From notebook to an inference API that survives production

A model trained in a notebook is not a product. Turning it into a service that validates its input, responds with predictable latency and can be monitored is the work that separates a demo from a system.

From notebook to an inference API that survives production

The model that works in the notebook and the model that works in production are the same artifact but different problems. In the notebook you control the input, run a cell and look at the result. In production real traffic arrives, with malformed data, in parallel, and someone needs to know whether the service is alive and how long it takes.

First, an input contract. Most errors in an inference service are not the model's, they are the input's: a missing field, a type that does not match, an array with the wrong shape. Validating the request before it reaches the model, with an explicit schema, turns a 500 with an incomprehensible traceback into a 400 with a clear message. Pydantic with FastAPI gives you this almost for free, and it is the difference between a service you can debug and one you cannot.

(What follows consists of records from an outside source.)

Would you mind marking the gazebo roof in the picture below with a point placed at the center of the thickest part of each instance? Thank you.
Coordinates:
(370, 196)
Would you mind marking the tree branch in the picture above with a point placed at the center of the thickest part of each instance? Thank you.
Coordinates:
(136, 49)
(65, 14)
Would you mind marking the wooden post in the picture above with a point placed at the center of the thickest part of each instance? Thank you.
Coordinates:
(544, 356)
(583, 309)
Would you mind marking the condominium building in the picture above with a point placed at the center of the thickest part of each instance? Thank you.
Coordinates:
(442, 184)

Health and readiness are not optional. A health endpoint that confirms the model is loaded lets an orchestrator know when to route traffic and when to restart. Without it, a deployment that fails to load the model receives requests and fails them silently. It is one line of code that prevents an entire class of incidents.

If you do not measure it, it does not exist. An inference service with no metrics is a black box at the worst possible moment: when something is wrong and you do not know whether it is slower, failing more, or the volume spiked. Exposing a Prometheus metrics endpoint — request counter by outcome, prediction throughput, latency histogram — gives you real percentiles (the p95, not the mean) and a basis to alert before the problem is visible to the user.

Packaging for reproducibility. The service has to start the same on your machine, in CI and on the server. A container with pinned dependencies and a single start command removes the "it worked on my machine" class of failures. You do not need a full serving platform for this; for many cases, a container with an HTTP server and its metrics is enough and maintains itself.

I gathered this minimum — model loading, a validated `/predict`, `/health` and Prometheus `/metrics` in one command — into servectl. It does not replace an industrial serving platform, but it covers the stretch from "I have a model on disk" to "I have an observable endpoint", which is exactly where many projects stall.